2009-04-27
One of my TDD weaknesses: mock objects for complex objects
I am not really tuned in to test driven development yet, although I've written some programs that way (and found them quite valuable). As a result, I have some weaknesses, some TDD things that I just haven't acclimatized to yet. One of them is mock objects, specifically mock versions of complex objects; I don't like them and thus I don't use them. In trying to understand my dislike of them, I think that they seem too complex and fragile for at least two reasons.
First, how do I know that I've got the behavior of the mock objects correct? By definition, the complex objects generally have complex behavior, which can easily mean that the mock versions also need relatively complex behavior, which opens up the possibility of bugs. Second, how do I know that the mock objects are still behaving the same as the real objects? If I change the behavior of the real ones (complete with changing their unit tests to match), I may or may not remember the mock versions, and I may or may not realize that the change I made should change the mock version's responses in some way.
Both of these make me feel that mock versions of complex objects are fragile. I don't like fragile tests; they're a recipe for problems and frustrations, and at least in my state of TDD awareness, frustrations can easily lead to abandoning tests entirely. My current solution is to use more or less real objects but to have a unittest test ordering that matches the bottom up dependencies of the program. If early unittests fail, I know that it is pointless to go on; higher levels of code would just see a whole series of cascade failures as things malfunction underneath them.
(It is possible that part of my problem here is that I am confusing unit tests with some other sort of testing, functional or integration or end to end tests, as a result of having only an informal exposure to TDD.)
2009-04-19
Sometimes you don't want behavior with your data
I have heard it said that objects are data combined with behavior, which as a snappy summary strikes me as pretty useful; something like it has certainly guided me in structuring my programs. (Although I am nowhere nearly as strongly object-oriented as is popular these days; I still have at least a foot in the procedural programming camp.)

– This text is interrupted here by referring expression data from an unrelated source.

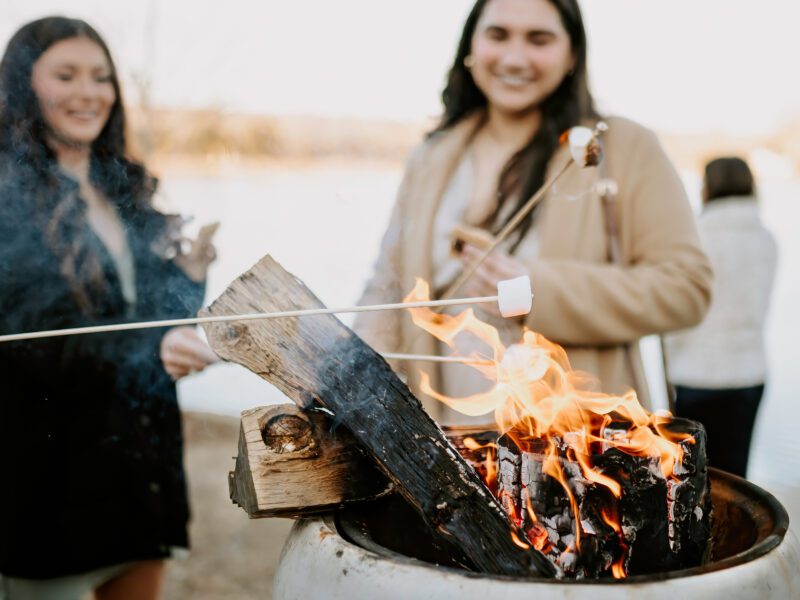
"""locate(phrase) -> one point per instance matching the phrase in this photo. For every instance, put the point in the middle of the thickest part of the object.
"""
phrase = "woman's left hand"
(201, 254)
(497, 267)
(183, 352)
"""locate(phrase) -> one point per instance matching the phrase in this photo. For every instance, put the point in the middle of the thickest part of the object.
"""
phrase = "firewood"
(291, 463)
(318, 361)
(664, 524)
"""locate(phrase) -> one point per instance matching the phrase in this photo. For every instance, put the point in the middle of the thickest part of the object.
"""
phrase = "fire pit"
(586, 484)
(381, 549)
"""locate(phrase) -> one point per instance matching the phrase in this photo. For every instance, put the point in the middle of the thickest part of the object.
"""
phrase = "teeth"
(512, 80)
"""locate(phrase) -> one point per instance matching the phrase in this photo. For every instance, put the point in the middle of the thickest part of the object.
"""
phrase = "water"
(324, 223)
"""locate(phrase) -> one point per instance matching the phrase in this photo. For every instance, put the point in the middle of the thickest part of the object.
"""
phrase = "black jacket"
(90, 432)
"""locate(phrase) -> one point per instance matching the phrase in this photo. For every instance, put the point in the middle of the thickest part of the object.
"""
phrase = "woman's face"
(72, 80)
(521, 54)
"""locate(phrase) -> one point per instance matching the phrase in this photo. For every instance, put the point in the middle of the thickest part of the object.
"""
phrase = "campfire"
(595, 482)
(577, 484)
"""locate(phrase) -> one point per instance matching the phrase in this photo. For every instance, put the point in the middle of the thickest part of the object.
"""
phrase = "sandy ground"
(232, 556)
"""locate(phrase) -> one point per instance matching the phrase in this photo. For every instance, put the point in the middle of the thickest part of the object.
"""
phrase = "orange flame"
(537, 396)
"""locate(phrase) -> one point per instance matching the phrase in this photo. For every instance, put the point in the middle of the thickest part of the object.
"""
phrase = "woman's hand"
(497, 267)
(202, 253)
(183, 352)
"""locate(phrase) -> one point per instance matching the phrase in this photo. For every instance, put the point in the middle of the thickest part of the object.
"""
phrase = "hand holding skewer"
(201, 253)
(183, 352)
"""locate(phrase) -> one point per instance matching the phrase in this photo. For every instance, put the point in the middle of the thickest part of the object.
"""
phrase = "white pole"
(245, 317)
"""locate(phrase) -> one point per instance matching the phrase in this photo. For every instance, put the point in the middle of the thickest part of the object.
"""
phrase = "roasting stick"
(579, 145)
(254, 316)
(464, 360)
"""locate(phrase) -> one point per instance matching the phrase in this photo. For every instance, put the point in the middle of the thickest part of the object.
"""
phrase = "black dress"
(91, 448)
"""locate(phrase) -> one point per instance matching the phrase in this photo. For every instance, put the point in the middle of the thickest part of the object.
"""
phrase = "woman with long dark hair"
(90, 435)
(518, 82)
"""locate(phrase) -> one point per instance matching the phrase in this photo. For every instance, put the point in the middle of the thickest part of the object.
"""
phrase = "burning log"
(318, 361)
(656, 523)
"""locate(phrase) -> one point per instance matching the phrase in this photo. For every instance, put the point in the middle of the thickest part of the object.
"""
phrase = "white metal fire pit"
(382, 550)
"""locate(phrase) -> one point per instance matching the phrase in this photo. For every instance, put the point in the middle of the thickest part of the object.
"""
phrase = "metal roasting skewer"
(33, 335)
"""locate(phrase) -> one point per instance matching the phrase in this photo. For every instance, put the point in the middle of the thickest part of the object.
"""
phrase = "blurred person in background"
(518, 82)
(718, 369)
(94, 494)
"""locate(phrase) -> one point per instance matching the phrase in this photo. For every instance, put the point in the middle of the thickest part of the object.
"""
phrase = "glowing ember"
(557, 426)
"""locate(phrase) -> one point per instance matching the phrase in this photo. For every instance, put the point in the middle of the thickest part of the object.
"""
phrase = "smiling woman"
(73, 82)
(90, 430)
(609, 263)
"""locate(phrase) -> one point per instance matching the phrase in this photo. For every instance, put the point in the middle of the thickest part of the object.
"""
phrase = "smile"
(514, 80)
(86, 115)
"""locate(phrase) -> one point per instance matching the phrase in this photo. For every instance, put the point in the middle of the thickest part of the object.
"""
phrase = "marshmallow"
(514, 297)
(584, 147)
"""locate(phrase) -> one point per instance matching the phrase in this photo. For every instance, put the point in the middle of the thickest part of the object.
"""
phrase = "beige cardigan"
(581, 302)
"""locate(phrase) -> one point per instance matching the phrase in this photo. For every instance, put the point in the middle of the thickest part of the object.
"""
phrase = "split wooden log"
(292, 463)
(318, 361)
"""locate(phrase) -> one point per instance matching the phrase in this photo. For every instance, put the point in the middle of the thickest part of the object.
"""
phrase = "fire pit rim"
(744, 487)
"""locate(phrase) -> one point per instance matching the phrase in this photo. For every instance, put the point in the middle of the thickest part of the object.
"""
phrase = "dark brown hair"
(727, 176)
(566, 107)
(23, 144)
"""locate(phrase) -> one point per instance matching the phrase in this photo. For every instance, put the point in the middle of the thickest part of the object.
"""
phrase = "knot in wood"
(288, 433)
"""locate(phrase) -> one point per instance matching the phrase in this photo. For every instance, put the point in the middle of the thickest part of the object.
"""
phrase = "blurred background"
(289, 122)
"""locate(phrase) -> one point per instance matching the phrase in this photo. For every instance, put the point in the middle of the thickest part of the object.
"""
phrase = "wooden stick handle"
(506, 231)
(245, 317)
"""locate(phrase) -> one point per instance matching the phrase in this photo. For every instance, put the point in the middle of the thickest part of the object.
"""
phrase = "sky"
(679, 65)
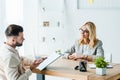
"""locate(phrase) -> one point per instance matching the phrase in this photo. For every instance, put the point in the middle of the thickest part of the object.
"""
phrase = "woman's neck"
(86, 41)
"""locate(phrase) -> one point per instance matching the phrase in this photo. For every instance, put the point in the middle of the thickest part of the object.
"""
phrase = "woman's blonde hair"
(90, 26)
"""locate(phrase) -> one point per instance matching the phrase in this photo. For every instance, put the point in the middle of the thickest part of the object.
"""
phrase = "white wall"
(2, 18)
(107, 22)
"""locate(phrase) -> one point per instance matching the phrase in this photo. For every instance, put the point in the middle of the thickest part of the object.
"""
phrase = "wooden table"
(65, 68)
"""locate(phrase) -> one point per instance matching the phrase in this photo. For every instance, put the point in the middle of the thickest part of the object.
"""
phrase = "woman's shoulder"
(99, 42)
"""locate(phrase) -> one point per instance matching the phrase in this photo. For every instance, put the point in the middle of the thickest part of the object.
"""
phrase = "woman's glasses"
(84, 31)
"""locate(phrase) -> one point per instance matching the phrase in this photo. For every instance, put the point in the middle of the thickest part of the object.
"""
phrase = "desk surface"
(65, 68)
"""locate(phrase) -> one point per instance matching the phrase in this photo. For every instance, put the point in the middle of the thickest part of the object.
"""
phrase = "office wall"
(42, 38)
(2, 19)
(107, 22)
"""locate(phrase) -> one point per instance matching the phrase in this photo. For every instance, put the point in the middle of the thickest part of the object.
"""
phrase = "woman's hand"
(76, 56)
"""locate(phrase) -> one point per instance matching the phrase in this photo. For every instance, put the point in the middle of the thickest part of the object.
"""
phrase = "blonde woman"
(88, 46)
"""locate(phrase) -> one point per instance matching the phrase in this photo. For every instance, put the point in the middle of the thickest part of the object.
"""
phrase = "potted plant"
(101, 65)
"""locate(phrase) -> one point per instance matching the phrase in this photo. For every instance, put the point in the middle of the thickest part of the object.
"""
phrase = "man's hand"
(36, 63)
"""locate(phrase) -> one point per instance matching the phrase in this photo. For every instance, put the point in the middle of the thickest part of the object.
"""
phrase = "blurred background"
(50, 25)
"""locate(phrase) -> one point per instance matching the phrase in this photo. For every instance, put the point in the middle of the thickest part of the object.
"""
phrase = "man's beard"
(18, 44)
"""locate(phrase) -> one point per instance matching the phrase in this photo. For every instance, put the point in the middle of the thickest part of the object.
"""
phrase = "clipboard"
(50, 59)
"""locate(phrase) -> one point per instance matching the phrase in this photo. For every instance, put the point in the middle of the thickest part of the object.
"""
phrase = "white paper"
(92, 66)
(49, 60)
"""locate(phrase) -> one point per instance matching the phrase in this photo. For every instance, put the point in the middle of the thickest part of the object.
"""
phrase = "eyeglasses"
(84, 31)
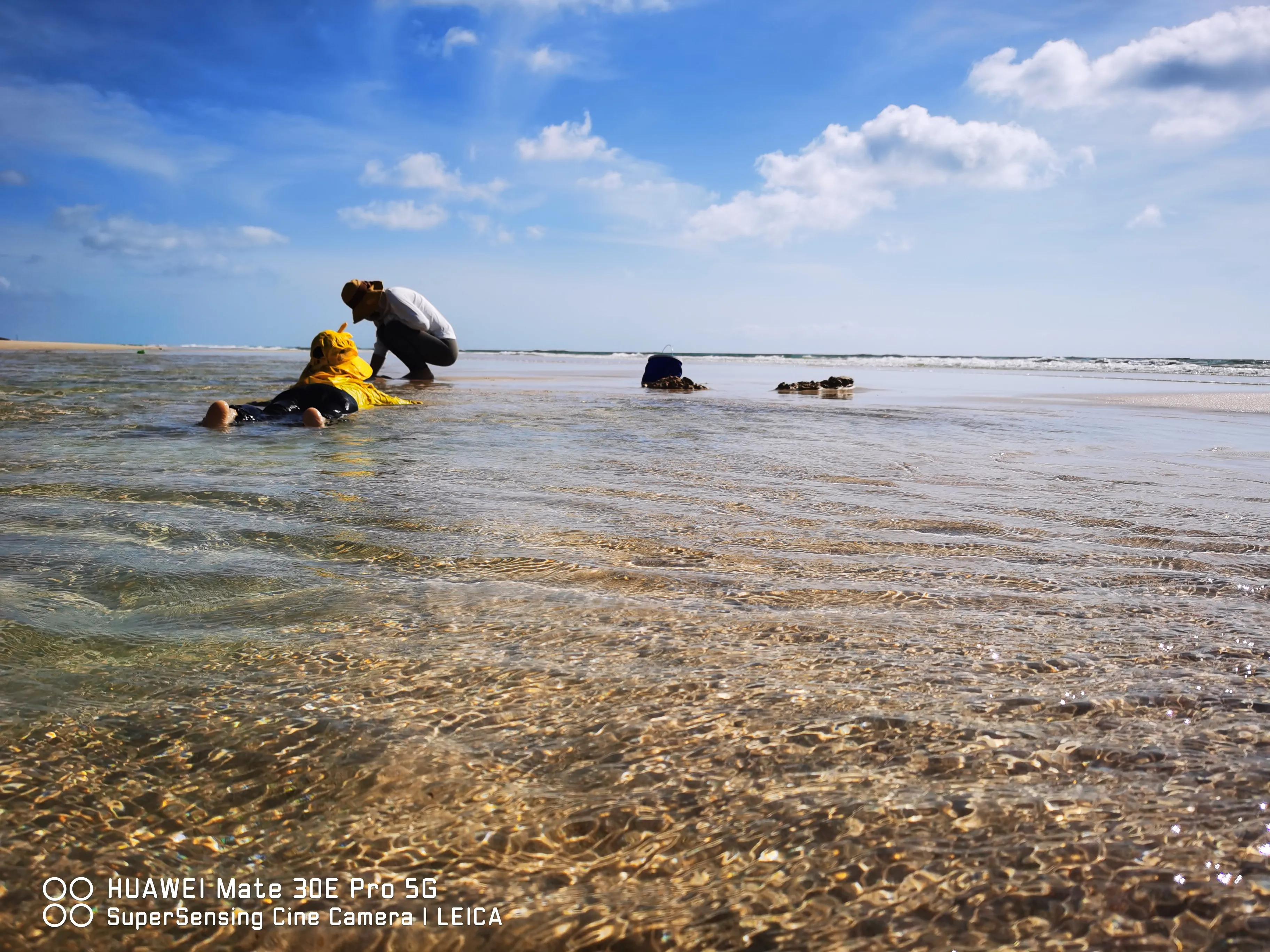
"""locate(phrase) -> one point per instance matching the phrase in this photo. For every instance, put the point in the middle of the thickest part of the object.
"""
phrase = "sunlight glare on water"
(647, 671)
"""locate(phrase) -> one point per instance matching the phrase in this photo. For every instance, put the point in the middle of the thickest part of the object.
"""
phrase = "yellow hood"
(333, 360)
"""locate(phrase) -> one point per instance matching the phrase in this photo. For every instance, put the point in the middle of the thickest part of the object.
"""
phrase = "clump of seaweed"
(815, 386)
(675, 384)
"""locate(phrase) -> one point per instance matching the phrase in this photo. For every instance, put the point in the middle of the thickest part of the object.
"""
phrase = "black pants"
(417, 348)
(290, 405)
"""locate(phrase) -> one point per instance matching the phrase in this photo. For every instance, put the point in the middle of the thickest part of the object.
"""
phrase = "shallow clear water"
(954, 663)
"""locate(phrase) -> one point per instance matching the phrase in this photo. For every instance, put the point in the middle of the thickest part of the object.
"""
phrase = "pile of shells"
(812, 385)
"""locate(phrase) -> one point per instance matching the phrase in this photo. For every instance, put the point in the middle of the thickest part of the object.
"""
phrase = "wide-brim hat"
(356, 295)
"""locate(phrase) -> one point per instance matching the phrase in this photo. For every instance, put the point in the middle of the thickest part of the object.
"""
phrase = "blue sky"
(807, 176)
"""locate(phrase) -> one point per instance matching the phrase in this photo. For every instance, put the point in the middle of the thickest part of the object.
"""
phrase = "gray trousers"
(417, 348)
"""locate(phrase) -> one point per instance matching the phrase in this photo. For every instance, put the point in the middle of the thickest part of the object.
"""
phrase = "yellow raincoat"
(333, 360)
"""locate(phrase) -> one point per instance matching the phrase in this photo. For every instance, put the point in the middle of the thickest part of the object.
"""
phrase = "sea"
(972, 657)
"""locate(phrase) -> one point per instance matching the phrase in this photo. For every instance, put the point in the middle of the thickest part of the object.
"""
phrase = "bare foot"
(219, 415)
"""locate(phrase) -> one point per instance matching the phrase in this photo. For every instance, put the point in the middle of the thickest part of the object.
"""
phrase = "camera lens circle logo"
(79, 890)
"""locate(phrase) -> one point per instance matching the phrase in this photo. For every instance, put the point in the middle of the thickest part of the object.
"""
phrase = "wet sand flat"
(1226, 402)
(55, 346)
(945, 664)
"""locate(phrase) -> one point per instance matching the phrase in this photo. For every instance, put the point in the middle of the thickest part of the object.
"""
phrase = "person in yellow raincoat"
(333, 385)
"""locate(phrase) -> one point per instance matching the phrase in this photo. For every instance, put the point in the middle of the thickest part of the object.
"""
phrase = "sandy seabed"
(957, 662)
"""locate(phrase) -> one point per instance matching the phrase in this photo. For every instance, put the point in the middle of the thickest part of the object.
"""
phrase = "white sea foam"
(1179, 366)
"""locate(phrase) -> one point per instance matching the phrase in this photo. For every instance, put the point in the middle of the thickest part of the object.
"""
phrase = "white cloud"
(1209, 78)
(1150, 217)
(844, 176)
(394, 216)
(173, 245)
(429, 170)
(893, 245)
(548, 60)
(630, 188)
(458, 37)
(570, 141)
(76, 120)
(445, 46)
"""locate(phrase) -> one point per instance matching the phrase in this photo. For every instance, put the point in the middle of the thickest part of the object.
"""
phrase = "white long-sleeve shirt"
(415, 311)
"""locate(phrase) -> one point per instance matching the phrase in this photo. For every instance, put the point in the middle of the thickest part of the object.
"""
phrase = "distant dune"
(70, 346)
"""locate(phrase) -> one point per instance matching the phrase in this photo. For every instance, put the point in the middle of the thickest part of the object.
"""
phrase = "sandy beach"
(1252, 402)
(51, 346)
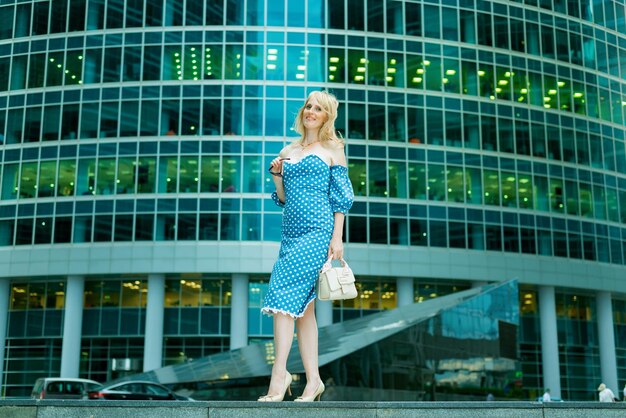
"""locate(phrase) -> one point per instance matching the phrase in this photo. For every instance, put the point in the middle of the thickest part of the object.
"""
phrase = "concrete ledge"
(214, 409)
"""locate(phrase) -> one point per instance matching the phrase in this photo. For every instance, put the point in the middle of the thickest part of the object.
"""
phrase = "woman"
(313, 187)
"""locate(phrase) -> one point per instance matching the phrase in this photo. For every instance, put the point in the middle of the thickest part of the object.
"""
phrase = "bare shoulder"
(284, 153)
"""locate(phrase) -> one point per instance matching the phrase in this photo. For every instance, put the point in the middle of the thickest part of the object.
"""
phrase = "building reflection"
(462, 353)
(460, 346)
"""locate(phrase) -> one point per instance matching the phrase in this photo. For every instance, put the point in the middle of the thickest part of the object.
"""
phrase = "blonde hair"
(329, 104)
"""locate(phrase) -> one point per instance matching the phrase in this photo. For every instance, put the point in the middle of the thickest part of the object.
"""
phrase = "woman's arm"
(336, 242)
(276, 166)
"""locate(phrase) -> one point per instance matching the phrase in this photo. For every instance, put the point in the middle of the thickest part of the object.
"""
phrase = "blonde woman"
(313, 188)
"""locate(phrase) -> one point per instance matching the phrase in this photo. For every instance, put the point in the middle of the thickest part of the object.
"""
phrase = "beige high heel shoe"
(280, 397)
(317, 395)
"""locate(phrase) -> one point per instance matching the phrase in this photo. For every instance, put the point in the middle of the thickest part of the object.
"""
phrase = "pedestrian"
(605, 394)
(314, 190)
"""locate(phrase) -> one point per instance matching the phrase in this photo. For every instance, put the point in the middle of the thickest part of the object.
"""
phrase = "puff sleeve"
(277, 200)
(340, 190)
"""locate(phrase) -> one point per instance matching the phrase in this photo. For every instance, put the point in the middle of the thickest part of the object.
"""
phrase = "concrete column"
(153, 340)
(5, 295)
(606, 340)
(549, 341)
(406, 291)
(72, 326)
(323, 313)
(239, 312)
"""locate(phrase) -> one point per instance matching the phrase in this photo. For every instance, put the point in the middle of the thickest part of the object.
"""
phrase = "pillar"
(5, 295)
(153, 340)
(323, 313)
(549, 341)
(72, 326)
(606, 341)
(406, 291)
(239, 312)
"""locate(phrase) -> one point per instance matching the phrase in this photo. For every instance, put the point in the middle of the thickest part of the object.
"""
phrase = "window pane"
(28, 180)
(126, 170)
(106, 176)
(231, 170)
(168, 174)
(47, 178)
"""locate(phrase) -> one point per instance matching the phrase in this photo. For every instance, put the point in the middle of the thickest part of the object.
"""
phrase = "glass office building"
(485, 141)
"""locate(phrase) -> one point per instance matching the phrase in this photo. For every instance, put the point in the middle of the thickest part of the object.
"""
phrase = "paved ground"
(137, 409)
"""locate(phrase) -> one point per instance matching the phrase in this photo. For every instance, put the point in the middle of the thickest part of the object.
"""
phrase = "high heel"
(281, 396)
(317, 395)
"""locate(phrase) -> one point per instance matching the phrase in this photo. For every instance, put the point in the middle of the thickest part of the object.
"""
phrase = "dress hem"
(272, 311)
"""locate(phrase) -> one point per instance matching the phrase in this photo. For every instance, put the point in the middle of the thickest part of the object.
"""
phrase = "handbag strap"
(328, 264)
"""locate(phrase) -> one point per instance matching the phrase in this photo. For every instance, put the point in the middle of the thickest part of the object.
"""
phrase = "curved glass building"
(485, 141)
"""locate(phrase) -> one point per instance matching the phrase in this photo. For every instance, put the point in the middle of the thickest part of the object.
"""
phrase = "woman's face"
(313, 116)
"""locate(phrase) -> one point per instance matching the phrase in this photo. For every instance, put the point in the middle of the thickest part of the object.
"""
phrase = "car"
(136, 390)
(62, 388)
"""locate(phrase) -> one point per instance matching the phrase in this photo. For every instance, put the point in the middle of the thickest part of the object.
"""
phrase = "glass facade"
(472, 126)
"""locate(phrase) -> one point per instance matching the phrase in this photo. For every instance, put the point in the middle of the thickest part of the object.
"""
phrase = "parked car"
(62, 388)
(136, 390)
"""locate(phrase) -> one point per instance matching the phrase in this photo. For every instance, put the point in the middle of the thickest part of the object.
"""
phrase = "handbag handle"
(328, 264)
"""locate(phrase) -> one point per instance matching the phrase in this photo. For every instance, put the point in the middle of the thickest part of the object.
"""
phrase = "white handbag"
(336, 283)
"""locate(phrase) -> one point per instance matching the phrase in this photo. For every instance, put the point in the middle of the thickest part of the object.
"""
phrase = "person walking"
(605, 394)
(313, 188)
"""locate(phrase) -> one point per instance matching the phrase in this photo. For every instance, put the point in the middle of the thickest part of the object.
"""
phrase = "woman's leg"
(283, 338)
(307, 343)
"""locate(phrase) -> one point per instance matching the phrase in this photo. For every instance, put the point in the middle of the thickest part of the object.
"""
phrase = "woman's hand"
(276, 166)
(335, 248)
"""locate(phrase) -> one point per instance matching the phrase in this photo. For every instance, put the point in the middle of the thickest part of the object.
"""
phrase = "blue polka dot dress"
(313, 192)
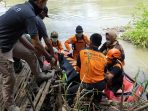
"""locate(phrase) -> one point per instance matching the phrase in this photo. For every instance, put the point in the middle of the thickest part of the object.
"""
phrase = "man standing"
(79, 41)
(12, 25)
(92, 65)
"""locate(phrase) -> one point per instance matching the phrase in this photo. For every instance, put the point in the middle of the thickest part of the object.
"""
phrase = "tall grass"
(138, 33)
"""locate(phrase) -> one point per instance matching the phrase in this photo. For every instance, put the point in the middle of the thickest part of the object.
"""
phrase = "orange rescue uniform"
(92, 66)
(77, 45)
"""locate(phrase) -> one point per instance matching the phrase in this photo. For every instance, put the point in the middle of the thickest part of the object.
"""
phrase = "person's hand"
(109, 76)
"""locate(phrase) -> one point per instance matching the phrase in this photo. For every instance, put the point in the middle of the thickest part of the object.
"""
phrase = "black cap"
(79, 29)
(96, 39)
(45, 10)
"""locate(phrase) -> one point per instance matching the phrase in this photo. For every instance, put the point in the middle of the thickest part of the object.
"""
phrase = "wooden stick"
(142, 107)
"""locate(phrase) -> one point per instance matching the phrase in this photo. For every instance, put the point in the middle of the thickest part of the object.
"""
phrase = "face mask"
(54, 39)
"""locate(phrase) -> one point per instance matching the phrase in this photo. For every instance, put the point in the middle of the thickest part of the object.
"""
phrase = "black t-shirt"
(41, 28)
(13, 24)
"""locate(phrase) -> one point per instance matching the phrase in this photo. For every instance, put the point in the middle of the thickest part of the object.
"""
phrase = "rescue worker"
(79, 41)
(55, 42)
(114, 73)
(12, 25)
(92, 65)
(112, 42)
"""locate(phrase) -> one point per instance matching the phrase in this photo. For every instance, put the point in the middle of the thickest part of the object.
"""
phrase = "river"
(94, 16)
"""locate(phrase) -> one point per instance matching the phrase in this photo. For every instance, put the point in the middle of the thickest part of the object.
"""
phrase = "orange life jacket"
(58, 45)
(92, 66)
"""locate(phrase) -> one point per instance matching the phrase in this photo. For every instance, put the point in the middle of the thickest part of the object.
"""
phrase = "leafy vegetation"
(138, 33)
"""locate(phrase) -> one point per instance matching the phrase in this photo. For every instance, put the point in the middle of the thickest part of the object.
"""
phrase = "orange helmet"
(113, 54)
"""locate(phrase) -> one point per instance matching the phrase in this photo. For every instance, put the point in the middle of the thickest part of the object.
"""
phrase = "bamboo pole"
(142, 107)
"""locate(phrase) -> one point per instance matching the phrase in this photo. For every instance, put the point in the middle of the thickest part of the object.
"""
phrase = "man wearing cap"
(79, 41)
(12, 25)
(92, 65)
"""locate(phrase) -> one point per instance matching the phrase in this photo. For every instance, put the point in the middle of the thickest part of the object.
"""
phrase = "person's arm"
(32, 30)
(26, 43)
(39, 47)
(67, 42)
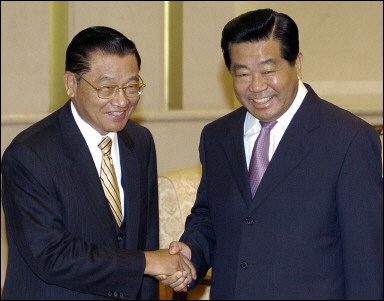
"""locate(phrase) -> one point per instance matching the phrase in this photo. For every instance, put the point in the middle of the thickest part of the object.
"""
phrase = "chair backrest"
(177, 194)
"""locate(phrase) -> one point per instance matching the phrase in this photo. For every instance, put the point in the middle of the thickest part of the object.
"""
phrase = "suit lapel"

It is also a sensible notion, in the abstract; since data by itself is useless, so you might as well bundle it together with the code that understands it and call them one thing. (You usually can't manipulate the data without understanding it, so you just put all of the code that understands the data into one place. Phrased this way, one may begin to see some exceptions.)
However, I've come to realize that sometimes this is wrong; sometimes you actively want data without behavior dragged along with it, so you want pure data, not objects. The obvious case is (data) persistence, where I think that you are significantly better off if you do not try to tightly bind data and behavior when you save and restore the data. Here the important thing is usually the data, and you do want to be able to get at it without the behavior intervening.
(I think that part of this is because the behavior may change over time in various ways without the data itself changing.)
(This is probably obvious to experienced OO people, but I learned programming in the pre-OO days so I am still sort of feeling my way through all of this.)